江芸芸出了太医院,直接去了顾府。
顾仕隆正坐在廊下发呆,直到江芸芸走到他身边才低声说道:“我爹昨天疼得一晚上没睡。”
江芸芸坐在他边上。
“我娘走的时候,他不在身边,我写了十封信,他都不回来,我当时坐在我娘床边,心里都恨死他了。”
“头七的时候也没赶回来,直到下葬的时候才回来的,一回来就要开棺,说要见我娘最后一面,所以我和他打了一架。”

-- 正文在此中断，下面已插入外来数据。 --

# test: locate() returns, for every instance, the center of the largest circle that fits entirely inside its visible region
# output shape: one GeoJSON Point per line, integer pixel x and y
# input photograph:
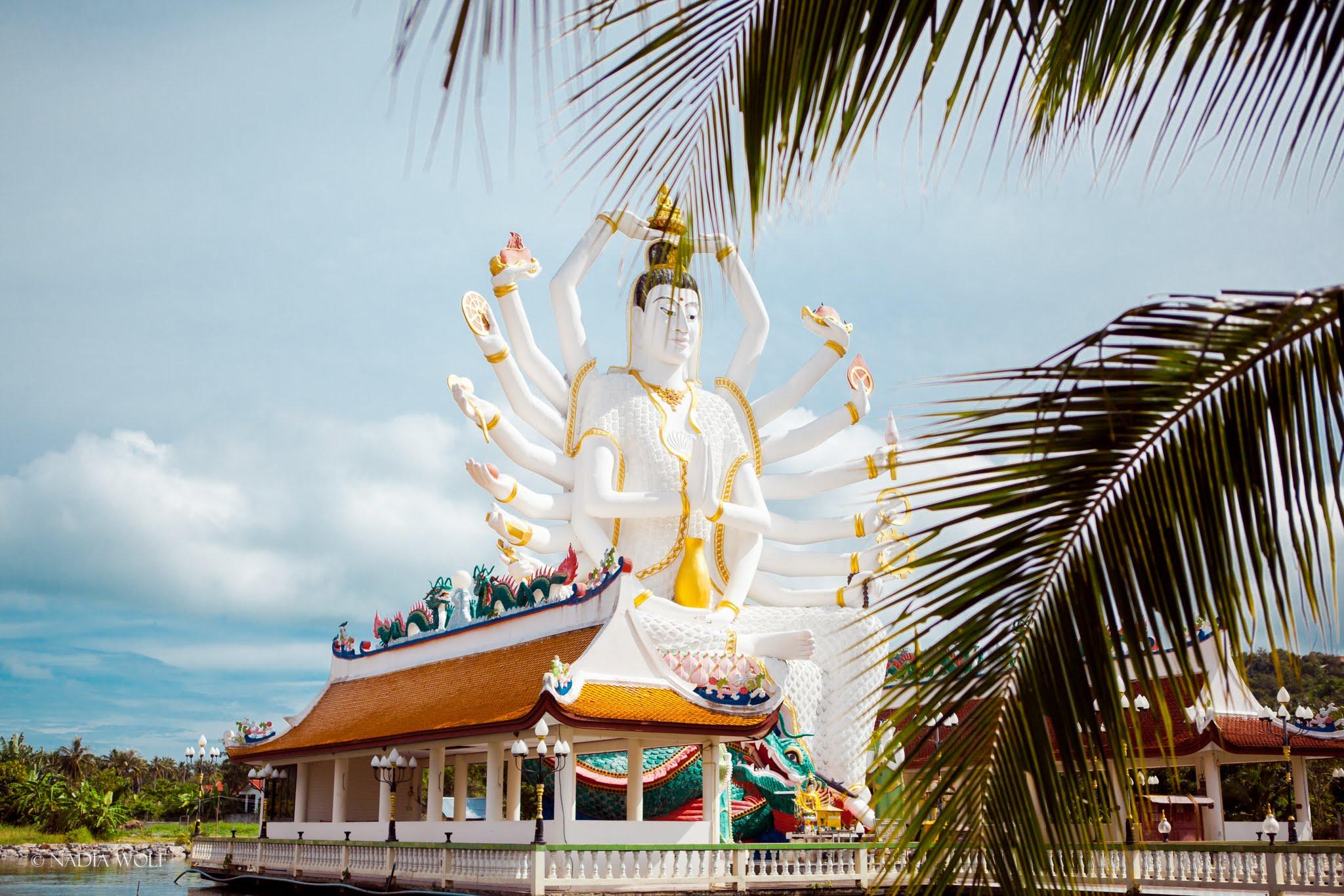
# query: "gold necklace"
{"type": "Point", "coordinates": [669, 397]}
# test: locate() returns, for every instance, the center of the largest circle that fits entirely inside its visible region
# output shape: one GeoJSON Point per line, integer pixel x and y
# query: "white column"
{"type": "Point", "coordinates": [339, 770]}
{"type": "Point", "coordinates": [710, 788]}
{"type": "Point", "coordinates": [494, 781]}
{"type": "Point", "coordinates": [1300, 797]}
{"type": "Point", "coordinates": [385, 802]}
{"type": "Point", "coordinates": [565, 782]}
{"type": "Point", "coordinates": [301, 792]}
{"type": "Point", "coordinates": [514, 790]}
{"type": "Point", "coordinates": [1214, 789]}
{"type": "Point", "coordinates": [635, 781]}
{"type": "Point", "coordinates": [460, 788]}
{"type": "Point", "coordinates": [434, 801]}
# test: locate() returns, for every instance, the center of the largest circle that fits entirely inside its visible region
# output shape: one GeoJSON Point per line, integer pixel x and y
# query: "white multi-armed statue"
{"type": "Point", "coordinates": [677, 478]}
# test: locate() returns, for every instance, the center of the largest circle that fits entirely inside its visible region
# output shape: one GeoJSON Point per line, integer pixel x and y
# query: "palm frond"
{"type": "Point", "coordinates": [742, 105]}
{"type": "Point", "coordinates": [1181, 464]}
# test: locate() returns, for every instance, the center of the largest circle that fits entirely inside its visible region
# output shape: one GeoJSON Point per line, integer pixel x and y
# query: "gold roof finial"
{"type": "Point", "coordinates": [665, 215]}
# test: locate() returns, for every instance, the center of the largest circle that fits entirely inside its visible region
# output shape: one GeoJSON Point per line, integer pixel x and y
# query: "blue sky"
{"type": "Point", "coordinates": [229, 297]}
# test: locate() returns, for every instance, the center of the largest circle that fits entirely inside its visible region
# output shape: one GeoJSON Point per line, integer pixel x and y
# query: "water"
{"type": "Point", "coordinates": [156, 879]}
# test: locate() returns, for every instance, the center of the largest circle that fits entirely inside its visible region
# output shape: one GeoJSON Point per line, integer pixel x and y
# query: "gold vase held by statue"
{"type": "Point", "coordinates": [692, 578]}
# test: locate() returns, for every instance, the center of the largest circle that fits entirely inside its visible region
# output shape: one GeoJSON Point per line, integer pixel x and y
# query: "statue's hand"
{"type": "Point", "coordinates": [633, 226]}
{"type": "Point", "coordinates": [859, 399]}
{"type": "Point", "coordinates": [699, 479]}
{"type": "Point", "coordinates": [516, 272]}
{"type": "Point", "coordinates": [828, 328]}
{"type": "Point", "coordinates": [499, 485]}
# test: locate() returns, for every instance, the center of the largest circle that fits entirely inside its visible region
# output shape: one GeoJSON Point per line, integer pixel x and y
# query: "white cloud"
{"type": "Point", "coordinates": [303, 518]}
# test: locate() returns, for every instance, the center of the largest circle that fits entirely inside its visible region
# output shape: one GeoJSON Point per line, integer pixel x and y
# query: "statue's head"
{"type": "Point", "coordinates": [664, 308]}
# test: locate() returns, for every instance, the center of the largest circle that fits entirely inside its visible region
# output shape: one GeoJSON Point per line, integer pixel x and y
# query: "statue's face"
{"type": "Point", "coordinates": [668, 327]}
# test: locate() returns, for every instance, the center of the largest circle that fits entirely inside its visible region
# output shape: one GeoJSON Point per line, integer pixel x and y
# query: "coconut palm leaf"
{"type": "Point", "coordinates": [1183, 462]}
{"type": "Point", "coordinates": [744, 105]}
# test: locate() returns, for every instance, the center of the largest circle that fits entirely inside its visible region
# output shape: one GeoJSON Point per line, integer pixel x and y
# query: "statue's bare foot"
{"type": "Point", "coordinates": [781, 645]}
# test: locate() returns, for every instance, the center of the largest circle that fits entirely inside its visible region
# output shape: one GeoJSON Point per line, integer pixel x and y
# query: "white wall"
{"type": "Point", "coordinates": [360, 793]}
{"type": "Point", "coordinates": [320, 790]}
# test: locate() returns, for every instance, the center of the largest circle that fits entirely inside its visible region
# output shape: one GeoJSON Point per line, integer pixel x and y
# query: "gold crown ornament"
{"type": "Point", "coordinates": [665, 215]}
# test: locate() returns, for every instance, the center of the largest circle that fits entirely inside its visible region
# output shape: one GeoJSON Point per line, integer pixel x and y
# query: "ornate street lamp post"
{"type": "Point", "coordinates": [519, 751]}
{"type": "Point", "coordinates": [264, 778]}
{"type": "Point", "coordinates": [202, 758]}
{"type": "Point", "coordinates": [393, 770]}
{"type": "Point", "coordinates": [1301, 714]}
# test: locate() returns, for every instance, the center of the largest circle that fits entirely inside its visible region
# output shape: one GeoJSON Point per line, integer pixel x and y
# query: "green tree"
{"type": "Point", "coordinates": [1190, 441]}
{"type": "Point", "coordinates": [75, 762]}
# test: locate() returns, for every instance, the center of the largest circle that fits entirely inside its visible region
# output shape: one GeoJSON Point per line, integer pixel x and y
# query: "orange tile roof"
{"type": "Point", "coordinates": [660, 707]}
{"type": "Point", "coordinates": [487, 692]}
{"type": "Point", "coordinates": [494, 691]}
{"type": "Point", "coordinates": [1244, 735]}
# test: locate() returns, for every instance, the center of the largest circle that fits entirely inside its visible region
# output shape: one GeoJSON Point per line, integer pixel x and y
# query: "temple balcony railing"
{"type": "Point", "coordinates": [537, 870]}
{"type": "Point", "coordinates": [1253, 868]}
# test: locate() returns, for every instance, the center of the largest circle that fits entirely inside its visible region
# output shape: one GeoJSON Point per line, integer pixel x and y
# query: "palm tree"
{"type": "Point", "coordinates": [1179, 464]}
{"type": "Point", "coordinates": [128, 764]}
{"type": "Point", "coordinates": [16, 750]}
{"type": "Point", "coordinates": [741, 105]}
{"type": "Point", "coordinates": [163, 767]}
{"type": "Point", "coordinates": [75, 762]}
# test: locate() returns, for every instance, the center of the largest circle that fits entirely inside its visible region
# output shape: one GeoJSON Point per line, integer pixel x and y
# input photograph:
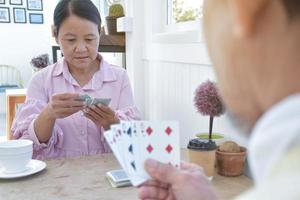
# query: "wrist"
{"type": "Point", "coordinates": [48, 114]}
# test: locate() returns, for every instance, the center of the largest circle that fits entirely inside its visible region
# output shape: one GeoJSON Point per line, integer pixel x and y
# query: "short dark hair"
{"type": "Point", "coordinates": [81, 8]}
{"type": "Point", "coordinates": [292, 7]}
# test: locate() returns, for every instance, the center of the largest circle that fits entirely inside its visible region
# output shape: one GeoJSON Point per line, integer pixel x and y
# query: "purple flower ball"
{"type": "Point", "coordinates": [40, 61]}
{"type": "Point", "coordinates": [208, 101]}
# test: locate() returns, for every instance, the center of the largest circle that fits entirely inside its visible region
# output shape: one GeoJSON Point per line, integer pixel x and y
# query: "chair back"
{"type": "Point", "coordinates": [10, 77]}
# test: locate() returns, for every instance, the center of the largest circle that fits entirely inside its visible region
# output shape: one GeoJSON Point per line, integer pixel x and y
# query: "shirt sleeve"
{"type": "Point", "coordinates": [127, 109]}
{"type": "Point", "coordinates": [23, 124]}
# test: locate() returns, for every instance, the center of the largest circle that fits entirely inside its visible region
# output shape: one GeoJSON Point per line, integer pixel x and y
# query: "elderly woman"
{"type": "Point", "coordinates": [52, 117]}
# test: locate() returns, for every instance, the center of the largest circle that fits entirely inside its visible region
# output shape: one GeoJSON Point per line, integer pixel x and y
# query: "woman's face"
{"type": "Point", "coordinates": [79, 40]}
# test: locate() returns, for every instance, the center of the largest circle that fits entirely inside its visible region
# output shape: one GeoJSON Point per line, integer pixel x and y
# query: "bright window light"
{"type": "Point", "coordinates": [184, 10]}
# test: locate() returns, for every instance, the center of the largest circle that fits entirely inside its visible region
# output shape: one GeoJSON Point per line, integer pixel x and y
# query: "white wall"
{"type": "Point", "coordinates": [20, 42]}
{"type": "Point", "coordinates": [165, 74]}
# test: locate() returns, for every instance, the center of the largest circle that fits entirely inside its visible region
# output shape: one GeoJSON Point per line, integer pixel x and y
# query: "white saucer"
{"type": "Point", "coordinates": [34, 166]}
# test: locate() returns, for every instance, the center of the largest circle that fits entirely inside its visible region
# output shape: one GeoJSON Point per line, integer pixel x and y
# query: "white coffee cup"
{"type": "Point", "coordinates": [15, 155]}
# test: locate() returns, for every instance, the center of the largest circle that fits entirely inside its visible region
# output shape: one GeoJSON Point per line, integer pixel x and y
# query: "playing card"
{"type": "Point", "coordinates": [116, 130]}
{"type": "Point", "coordinates": [89, 101]}
{"type": "Point", "coordinates": [128, 150]}
{"type": "Point", "coordinates": [111, 140]}
{"type": "Point", "coordinates": [159, 141]}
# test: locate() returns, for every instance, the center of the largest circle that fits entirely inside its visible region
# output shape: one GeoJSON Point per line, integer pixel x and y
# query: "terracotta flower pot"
{"type": "Point", "coordinates": [231, 164]}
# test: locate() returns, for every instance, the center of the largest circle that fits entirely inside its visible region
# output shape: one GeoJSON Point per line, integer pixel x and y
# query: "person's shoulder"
{"type": "Point", "coordinates": [47, 71]}
{"type": "Point", "coordinates": [116, 69]}
{"type": "Point", "coordinates": [282, 181]}
{"type": "Point", "coordinates": [114, 72]}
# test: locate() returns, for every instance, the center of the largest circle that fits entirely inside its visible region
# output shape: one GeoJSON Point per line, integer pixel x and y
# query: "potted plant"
{"type": "Point", "coordinates": [202, 150]}
{"type": "Point", "coordinates": [230, 159]}
{"type": "Point", "coordinates": [40, 62]}
{"type": "Point", "coordinates": [115, 11]}
{"type": "Point", "coordinates": [209, 103]}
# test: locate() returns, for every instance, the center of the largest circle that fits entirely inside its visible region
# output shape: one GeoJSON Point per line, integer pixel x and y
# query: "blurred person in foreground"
{"type": "Point", "coordinates": [255, 48]}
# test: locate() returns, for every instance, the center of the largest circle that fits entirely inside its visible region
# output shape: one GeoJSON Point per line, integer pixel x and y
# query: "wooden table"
{"type": "Point", "coordinates": [84, 178]}
{"type": "Point", "coordinates": [13, 98]}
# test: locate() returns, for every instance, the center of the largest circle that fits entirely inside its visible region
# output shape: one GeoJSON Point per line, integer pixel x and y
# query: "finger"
{"type": "Point", "coordinates": [151, 192]}
{"type": "Point", "coordinates": [68, 111]}
{"type": "Point", "coordinates": [98, 111]}
{"type": "Point", "coordinates": [95, 113]}
{"type": "Point", "coordinates": [65, 96]}
{"type": "Point", "coordinates": [90, 117]}
{"type": "Point", "coordinates": [162, 172]}
{"type": "Point", "coordinates": [68, 104]}
{"type": "Point", "coordinates": [106, 109]}
{"type": "Point", "coordinates": [156, 183]}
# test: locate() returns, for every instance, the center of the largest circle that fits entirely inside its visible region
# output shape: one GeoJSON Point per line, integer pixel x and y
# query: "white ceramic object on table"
{"type": "Point", "coordinates": [15, 155]}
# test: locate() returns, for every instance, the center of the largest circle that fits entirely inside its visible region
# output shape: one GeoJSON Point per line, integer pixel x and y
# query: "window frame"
{"type": "Point", "coordinates": [183, 32]}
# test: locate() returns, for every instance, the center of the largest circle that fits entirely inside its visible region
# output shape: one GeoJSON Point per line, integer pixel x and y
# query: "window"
{"type": "Point", "coordinates": [184, 10]}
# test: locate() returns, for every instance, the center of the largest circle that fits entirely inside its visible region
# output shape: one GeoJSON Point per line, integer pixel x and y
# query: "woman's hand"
{"type": "Point", "coordinates": [101, 115]}
{"type": "Point", "coordinates": [64, 105]}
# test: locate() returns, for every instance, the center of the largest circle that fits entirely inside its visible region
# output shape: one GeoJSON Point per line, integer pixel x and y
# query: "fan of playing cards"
{"type": "Point", "coordinates": [89, 101]}
{"type": "Point", "coordinates": [133, 142]}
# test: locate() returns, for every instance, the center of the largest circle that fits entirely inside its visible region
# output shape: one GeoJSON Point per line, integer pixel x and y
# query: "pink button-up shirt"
{"type": "Point", "coordinates": [75, 135]}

“我当时跟他说,再也不想见到他了。”顾仕隆低声说道。
江芸芸放在他手上的手指一顿。
顾仕隆低着头不再说下去。
江芸芸轻轻吐出一口气,也不再说话。
两人并肩安静坐着,一直看着远处的夕阳缓缓落下,刺眼的日光逐渐温和,到最后湮灭殆尽,只留下煌煌的天光。
“太阳落山了。”江芸芸看着陷入黑暗的院子低声说道。
顾仕隆哽咽地嗯了一声:“我后悔了。”
江芸芸心都碎了,忍不住红了眼睛。
她的幺儿,在哭。
而她能做的,只能伸手用力握住他的手腕。
顾仕隆只能双手紧紧握着她的手腕,像是溺水的人抓着浮木,连着哭声都不敢惊扰屋内的人,却要克制住抑制不住的颤抖。
“江芸,江芸……”他痛苦地低哑嘶吼着。
——没关系,我会给你报仇的。
在夕阳最后消失在院中时,江芸芸坐在幺儿边上,任由手腕的痛意弥漫,沉默想着。
“有我在。”
到最后,江芸芸坚定把人抱在怀里,低声说道。
某日大中午,李东阳上门去找江芸芸。
江芸芸正蹲在地上的小炉边上,自己给自己热饼吃。
乐山去顾家帮忙了,江芸芸是中午直接从太医院回来,不好意思去顾家添麻烦,就自己买了路上的粗粮饼,准备回家热了吃。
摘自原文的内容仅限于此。